With familiar choices such as Holters and event recorders joining a wave of remote patient monitoring technologies like smartwatches, patches, and other ECG-capable leadless sensors, it's important to differentiate between the offerings and contextualize their capabilities so that cardiologists can better meet their patients' needs. Here's what clinicians should know in this fast-evolving landscape of ambulatory ECG.

Holter Monitoring

With the ability to monitor heart rate, ectopic beats, and other identifications for up to 48 hours continuously, or even longer in some cases, Holter monitors can be ideal for detecting events such as presyncope, syncope, or palpitations that take place approximately every day.3 These devices are the more well-known choice for ambulatory monitoring, having been around for decades. That time in the market also lends itself to more clinical evidence, which has helped to shape the technology's status as a standard of care.
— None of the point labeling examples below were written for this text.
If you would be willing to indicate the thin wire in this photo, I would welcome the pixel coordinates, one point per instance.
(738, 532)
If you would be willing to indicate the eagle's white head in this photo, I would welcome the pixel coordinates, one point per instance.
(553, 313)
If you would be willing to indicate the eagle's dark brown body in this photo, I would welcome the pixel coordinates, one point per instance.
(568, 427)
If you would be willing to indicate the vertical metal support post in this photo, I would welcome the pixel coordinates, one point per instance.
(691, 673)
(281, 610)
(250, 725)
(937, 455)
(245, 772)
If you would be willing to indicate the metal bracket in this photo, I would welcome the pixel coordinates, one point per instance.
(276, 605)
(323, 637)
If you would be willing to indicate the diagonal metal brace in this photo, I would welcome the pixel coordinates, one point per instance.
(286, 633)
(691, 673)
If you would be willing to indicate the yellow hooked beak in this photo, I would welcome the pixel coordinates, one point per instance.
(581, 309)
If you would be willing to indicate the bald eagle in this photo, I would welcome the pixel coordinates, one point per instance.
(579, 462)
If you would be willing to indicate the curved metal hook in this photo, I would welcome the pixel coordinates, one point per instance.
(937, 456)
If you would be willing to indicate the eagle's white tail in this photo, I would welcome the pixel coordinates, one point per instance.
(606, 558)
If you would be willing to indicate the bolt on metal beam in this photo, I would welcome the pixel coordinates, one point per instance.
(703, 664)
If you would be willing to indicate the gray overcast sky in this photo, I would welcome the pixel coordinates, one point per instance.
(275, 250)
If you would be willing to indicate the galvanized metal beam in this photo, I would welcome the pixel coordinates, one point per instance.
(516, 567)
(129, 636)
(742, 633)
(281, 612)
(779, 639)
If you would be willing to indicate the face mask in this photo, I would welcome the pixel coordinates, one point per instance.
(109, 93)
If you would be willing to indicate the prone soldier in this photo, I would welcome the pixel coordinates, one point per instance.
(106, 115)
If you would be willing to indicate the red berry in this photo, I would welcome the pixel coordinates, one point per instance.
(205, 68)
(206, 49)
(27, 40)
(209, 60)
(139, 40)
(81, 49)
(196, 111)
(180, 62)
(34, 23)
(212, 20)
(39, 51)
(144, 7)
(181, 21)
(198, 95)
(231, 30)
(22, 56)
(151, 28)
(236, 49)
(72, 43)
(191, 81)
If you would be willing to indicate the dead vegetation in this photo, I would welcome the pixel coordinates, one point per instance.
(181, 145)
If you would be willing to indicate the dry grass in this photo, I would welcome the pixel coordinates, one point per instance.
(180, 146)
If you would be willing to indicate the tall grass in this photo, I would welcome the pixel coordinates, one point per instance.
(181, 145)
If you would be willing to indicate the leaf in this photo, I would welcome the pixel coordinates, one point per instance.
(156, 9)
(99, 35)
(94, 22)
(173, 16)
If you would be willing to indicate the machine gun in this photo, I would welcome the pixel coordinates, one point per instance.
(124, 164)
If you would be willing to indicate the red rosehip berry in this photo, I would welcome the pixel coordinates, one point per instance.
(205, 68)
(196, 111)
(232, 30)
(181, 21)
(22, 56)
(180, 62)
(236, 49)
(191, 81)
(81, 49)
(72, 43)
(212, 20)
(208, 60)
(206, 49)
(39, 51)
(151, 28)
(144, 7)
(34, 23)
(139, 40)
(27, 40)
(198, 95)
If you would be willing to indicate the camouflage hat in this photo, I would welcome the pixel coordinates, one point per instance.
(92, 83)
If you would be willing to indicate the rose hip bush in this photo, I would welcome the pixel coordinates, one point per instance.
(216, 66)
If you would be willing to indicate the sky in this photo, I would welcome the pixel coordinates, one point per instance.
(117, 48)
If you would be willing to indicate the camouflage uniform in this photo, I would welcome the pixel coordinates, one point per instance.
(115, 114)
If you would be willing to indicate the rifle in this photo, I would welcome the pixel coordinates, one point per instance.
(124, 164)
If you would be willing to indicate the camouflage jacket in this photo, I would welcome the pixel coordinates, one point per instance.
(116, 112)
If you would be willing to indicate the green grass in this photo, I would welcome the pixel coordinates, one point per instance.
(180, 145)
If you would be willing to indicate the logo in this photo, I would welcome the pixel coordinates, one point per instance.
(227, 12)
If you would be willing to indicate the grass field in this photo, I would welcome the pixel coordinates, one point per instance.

Holters may not be ideal for patients who require longer-term monitoring, such as those whose arrhythmias occur less frequently than a Holter's standard two-day reporting window. Additionally, although Holter designs have improved since their mid-century predecessors, patients may find even modern lead placements disruptive, which has been found to impact adherence.4,5

Even so, Holters are still preferred in many instances, such as for locating the source of arrhythmia. Traditionally, clinicians use a 3-lead ECG to assess for ectopic atrial arrhythmia, and 12-lead devices for documenting ventricular tachycardia for ablation.

Event Recording

Event recorders offer continuous monitoring for up to 30 days (or three years for implantable devices), but they don't record that time continuously. Instead of storing a full-disclosure record, these devices help to conserve the amount of space available by recording events of concern that are either automatically flagged by the system itself or self-reported by the patient via a button once symptoms occur. Some devices operate on a looping structure, where eventful loops can override uneventful ones.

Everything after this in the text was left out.